- Parent company: Universal Music Group
- Founded: 2005
- Founder: Robyn
- Distributors: Interscope Records (North America); Island Records (Europe); Universal Music Group (rest of the world);
- Genre: Pop, dance, synthpop, dance-pop
- Country of origin: Sweden
- Location: Stockholm
- Official website: konichiwa.se

= Konichiwa Records =

Swedish record label

Konichiwa Records is a record label founded by Swedish pop singer Robyn. The label has only one other artist signed, Zhala. The name "Konichiwa" is derived from the Japanese greeting こんにちは (Konnichi wa (with 2 n's)), meaning "hello" or "good day" (literally "this day is").

==Background==
Amid the mid 1990s teen-marketed dance-pop renaissance that emerged from the cultural backlash and commercial slowdown in both North America and Europe to the grunge and Britpop waves, respectively, building tension regarding numerous creative differences between Robyn and RCA to capitalize on her rising star-power in the late 1990s, then between her and new label Jive (later bought by the former) in the early 2000s on her sonic, songwriting and aesthetic direction lead to Robyn striking out on her own, buying out of the latter contract and starting her own label entirely. Distribution deals with other major labels were later set up that wouldn't impact many of the creative decisions she wished to make for her records.

Following the release of the U.S. version of her 1995 debut Robyn is Here in early 1997, which charted on the Billboard Top 100, and its hit singles, "Do You Know (What It Takes)" and "Show Me Love" that were created with Swedish producer Max Martin and both charted in the top ten of its Hot 100 chart, she declined a label request to capitalize on it by touring with the Backstreet Boys.
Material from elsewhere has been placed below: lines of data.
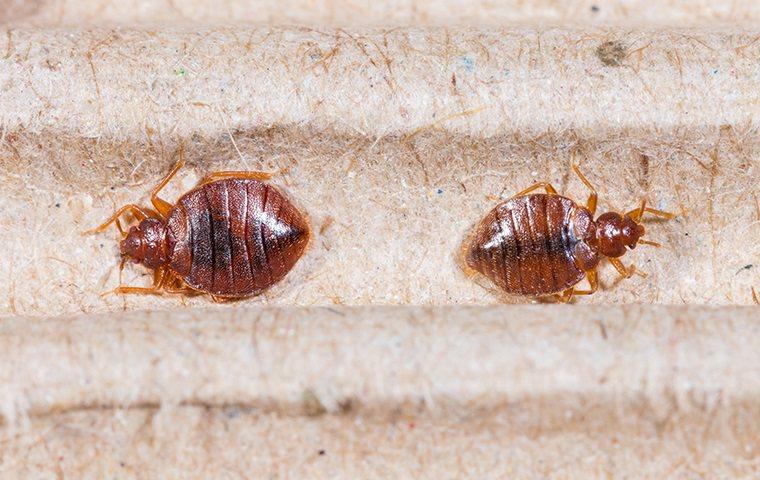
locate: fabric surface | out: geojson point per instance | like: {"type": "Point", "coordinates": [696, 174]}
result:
{"type": "Point", "coordinates": [395, 127]}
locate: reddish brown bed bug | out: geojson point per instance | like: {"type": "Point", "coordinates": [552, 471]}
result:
{"type": "Point", "coordinates": [544, 244]}
{"type": "Point", "coordinates": [232, 236]}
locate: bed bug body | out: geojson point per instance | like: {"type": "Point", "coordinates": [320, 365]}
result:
{"type": "Point", "coordinates": [232, 236]}
{"type": "Point", "coordinates": [544, 243]}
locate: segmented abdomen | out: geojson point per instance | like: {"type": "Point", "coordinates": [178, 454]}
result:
{"type": "Point", "coordinates": [235, 237]}
{"type": "Point", "coordinates": [524, 245]}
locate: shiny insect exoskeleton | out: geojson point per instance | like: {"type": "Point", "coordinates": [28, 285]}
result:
{"type": "Point", "coordinates": [544, 244]}
{"type": "Point", "coordinates": [232, 236]}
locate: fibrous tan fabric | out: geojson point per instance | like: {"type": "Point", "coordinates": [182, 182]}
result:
{"type": "Point", "coordinates": [394, 143]}
{"type": "Point", "coordinates": [395, 126]}
{"type": "Point", "coordinates": [481, 392]}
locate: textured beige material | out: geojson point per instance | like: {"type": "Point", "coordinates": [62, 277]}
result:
{"type": "Point", "coordinates": [393, 142]}
{"type": "Point", "coordinates": [388, 390]}
{"type": "Point", "coordinates": [387, 12]}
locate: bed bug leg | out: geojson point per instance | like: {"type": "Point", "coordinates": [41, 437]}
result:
{"type": "Point", "coordinates": [593, 283]}
{"type": "Point", "coordinates": [591, 202]}
{"type": "Point", "coordinates": [638, 212]}
{"type": "Point", "coordinates": [222, 299]}
{"type": "Point", "coordinates": [162, 206]}
{"type": "Point", "coordinates": [545, 185]}
{"type": "Point", "coordinates": [138, 212]}
{"type": "Point", "coordinates": [159, 277]}
{"type": "Point", "coordinates": [625, 272]}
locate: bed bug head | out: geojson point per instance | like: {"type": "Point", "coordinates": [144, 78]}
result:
{"type": "Point", "coordinates": [146, 243]}
{"type": "Point", "coordinates": [615, 232]}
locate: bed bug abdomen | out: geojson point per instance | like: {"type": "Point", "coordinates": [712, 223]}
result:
{"type": "Point", "coordinates": [526, 245]}
{"type": "Point", "coordinates": [235, 237]}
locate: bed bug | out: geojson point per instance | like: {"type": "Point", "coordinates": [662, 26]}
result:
{"type": "Point", "coordinates": [232, 236]}
{"type": "Point", "coordinates": [544, 243]}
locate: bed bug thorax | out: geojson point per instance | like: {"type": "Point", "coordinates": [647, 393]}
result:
{"type": "Point", "coordinates": [537, 244]}
{"type": "Point", "coordinates": [232, 236]}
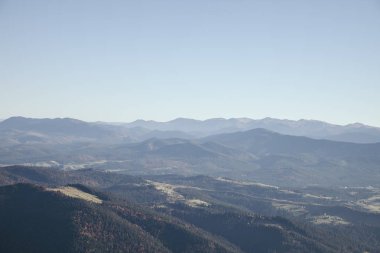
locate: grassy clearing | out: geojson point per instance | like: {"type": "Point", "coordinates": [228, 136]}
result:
{"type": "Point", "coordinates": [76, 193]}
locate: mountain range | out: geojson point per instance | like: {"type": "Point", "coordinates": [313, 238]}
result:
{"type": "Point", "coordinates": [257, 154]}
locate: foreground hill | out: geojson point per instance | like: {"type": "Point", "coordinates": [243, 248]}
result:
{"type": "Point", "coordinates": [178, 214]}
{"type": "Point", "coordinates": [35, 219]}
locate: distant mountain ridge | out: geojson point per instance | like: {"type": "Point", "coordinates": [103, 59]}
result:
{"type": "Point", "coordinates": [140, 130]}
{"type": "Point", "coordinates": [356, 132]}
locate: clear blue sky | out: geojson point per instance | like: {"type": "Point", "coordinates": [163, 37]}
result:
{"type": "Point", "coordinates": [162, 59]}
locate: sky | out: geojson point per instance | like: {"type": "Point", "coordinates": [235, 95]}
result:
{"type": "Point", "coordinates": [119, 61]}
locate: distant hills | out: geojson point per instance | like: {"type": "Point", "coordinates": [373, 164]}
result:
{"type": "Point", "coordinates": [259, 154]}
{"type": "Point", "coordinates": [36, 129]}
{"type": "Point", "coordinates": [357, 132]}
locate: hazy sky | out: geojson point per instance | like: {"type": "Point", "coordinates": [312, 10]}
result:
{"type": "Point", "coordinates": [162, 59]}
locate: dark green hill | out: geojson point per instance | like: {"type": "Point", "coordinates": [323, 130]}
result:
{"type": "Point", "coordinates": [37, 220]}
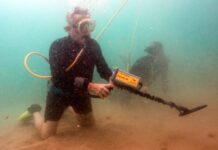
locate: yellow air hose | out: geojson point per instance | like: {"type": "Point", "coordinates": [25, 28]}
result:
{"type": "Point", "coordinates": [81, 51]}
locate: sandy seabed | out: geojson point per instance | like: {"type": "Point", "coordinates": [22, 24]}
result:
{"type": "Point", "coordinates": [145, 126]}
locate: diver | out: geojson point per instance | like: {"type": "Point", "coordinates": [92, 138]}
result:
{"type": "Point", "coordinates": [70, 85]}
{"type": "Point", "coordinates": [152, 66]}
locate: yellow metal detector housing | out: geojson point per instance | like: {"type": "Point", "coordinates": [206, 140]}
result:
{"type": "Point", "coordinates": [126, 79]}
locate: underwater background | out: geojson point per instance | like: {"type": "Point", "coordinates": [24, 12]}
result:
{"type": "Point", "coordinates": [188, 30]}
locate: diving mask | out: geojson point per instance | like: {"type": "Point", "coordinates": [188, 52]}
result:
{"type": "Point", "coordinates": [85, 26]}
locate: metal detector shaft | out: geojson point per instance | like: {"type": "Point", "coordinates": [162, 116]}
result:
{"type": "Point", "coordinates": [182, 110]}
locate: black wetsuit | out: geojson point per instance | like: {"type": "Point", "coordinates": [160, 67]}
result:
{"type": "Point", "coordinates": [69, 88]}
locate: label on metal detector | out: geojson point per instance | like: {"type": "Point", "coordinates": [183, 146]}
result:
{"type": "Point", "coordinates": [127, 79]}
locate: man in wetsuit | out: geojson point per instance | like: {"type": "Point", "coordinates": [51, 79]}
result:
{"type": "Point", "coordinates": [152, 66]}
{"type": "Point", "coordinates": [70, 84]}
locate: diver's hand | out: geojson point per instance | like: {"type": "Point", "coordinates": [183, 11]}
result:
{"type": "Point", "coordinates": [101, 90]}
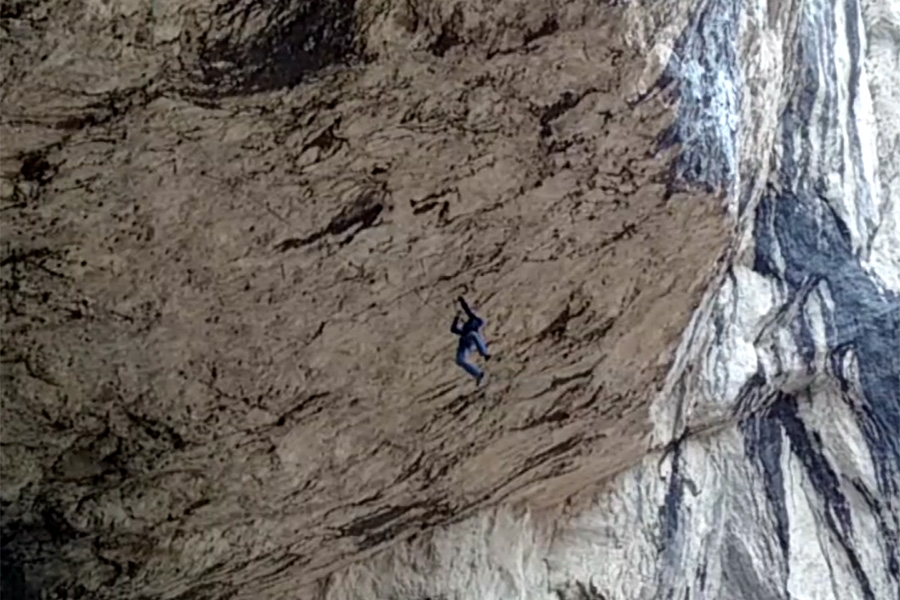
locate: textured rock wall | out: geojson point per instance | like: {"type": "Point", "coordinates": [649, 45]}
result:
{"type": "Point", "coordinates": [227, 365]}
{"type": "Point", "coordinates": [226, 280]}
{"type": "Point", "coordinates": [778, 474]}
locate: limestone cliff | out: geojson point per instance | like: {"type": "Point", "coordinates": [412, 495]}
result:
{"type": "Point", "coordinates": [233, 233]}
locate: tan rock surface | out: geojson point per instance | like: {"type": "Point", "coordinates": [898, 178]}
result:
{"type": "Point", "coordinates": [227, 364]}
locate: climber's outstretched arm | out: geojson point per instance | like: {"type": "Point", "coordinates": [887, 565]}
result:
{"type": "Point", "coordinates": [466, 308]}
{"type": "Point", "coordinates": [454, 328]}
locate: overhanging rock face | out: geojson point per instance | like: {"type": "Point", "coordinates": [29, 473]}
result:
{"type": "Point", "coordinates": [227, 367]}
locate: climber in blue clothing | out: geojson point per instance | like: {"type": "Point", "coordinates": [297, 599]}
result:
{"type": "Point", "coordinates": [469, 337]}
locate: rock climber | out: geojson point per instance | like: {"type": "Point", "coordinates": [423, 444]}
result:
{"type": "Point", "coordinates": [469, 337]}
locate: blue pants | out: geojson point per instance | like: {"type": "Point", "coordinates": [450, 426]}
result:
{"type": "Point", "coordinates": [466, 343]}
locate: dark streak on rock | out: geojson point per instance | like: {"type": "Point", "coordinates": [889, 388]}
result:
{"type": "Point", "coordinates": [567, 101]}
{"type": "Point", "coordinates": [704, 66]}
{"type": "Point", "coordinates": [359, 215]}
{"type": "Point", "coordinates": [548, 27]}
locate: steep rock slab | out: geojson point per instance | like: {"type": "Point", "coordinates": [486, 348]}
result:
{"type": "Point", "coordinates": [778, 470]}
{"type": "Point", "coordinates": [227, 367]}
As many other labels at the time only saw those boy bands or girl groups such as the Spice Girls working commercially, her A&R aesthetically then wanted to craft her in a new image and corresponding sound translated to the late 90s, warping, repackaging then commodifying Madonna's initial message of sexual freedom and expression for markets coming-of-age but that could also appeal to older demographics, a cultural mold seen initially more charitably by some outlets as the "girl next door" but heavily criticized decades later and described more derisively by others as the "jailbait dynamo". Rejecting this aesthetic and Cheiron Studios' like-minded demos, Robyn's working relationship was Max and Denniz Pop was strained, and Max and the label molded their vision for this new lane of teen pop to Britney Spears, with the latter's input. Denniz would pass away from stomach cancer in 1998 prior to Britney's massive debut that became the blueprint for subsequent debuts from Christina Aguilera, Jessica Simpson, and Mandy Moore, with Cheiron being dubbed at the close of the teen pop era in 2003 by Rolling Stone as "Sweden's Lolita-pop dollhouse".

Her label Jive then raised concerns in early 1999 about the lyrics regarding her abortion in October 1998 at the age of 19 that was addressed in her songs "Giving You Back" and "88 Days" for her album to be released later that year, "My Truth", and the sound of several other tracks, wanting to re-record half the record entirely. Robyn refused, and as a result of the stalemate the album was only released by BMG in Sweden and limited territories. Finally, in mid-2003, after her album cycle for Don't Stop the Music, the label rejected the harder synthpop direction of her new demos influenced by Swedish band The Knife, especially "Who's That Girl", which was later released and charted at #26 in the UK and #37 in Sweden. Robyn decided in early 2005 to leave Jive and start her own record label Konichiwa Records. Robyn’s first album under the new label was called Robyn, and included collaborators Klas Åhlund from Teddybears STHLM, Swedish duo The Knife, and former Cheiron producer Alexander Kronlund. Robyn and Max Martin would later reunite on 2010s "Time Machine".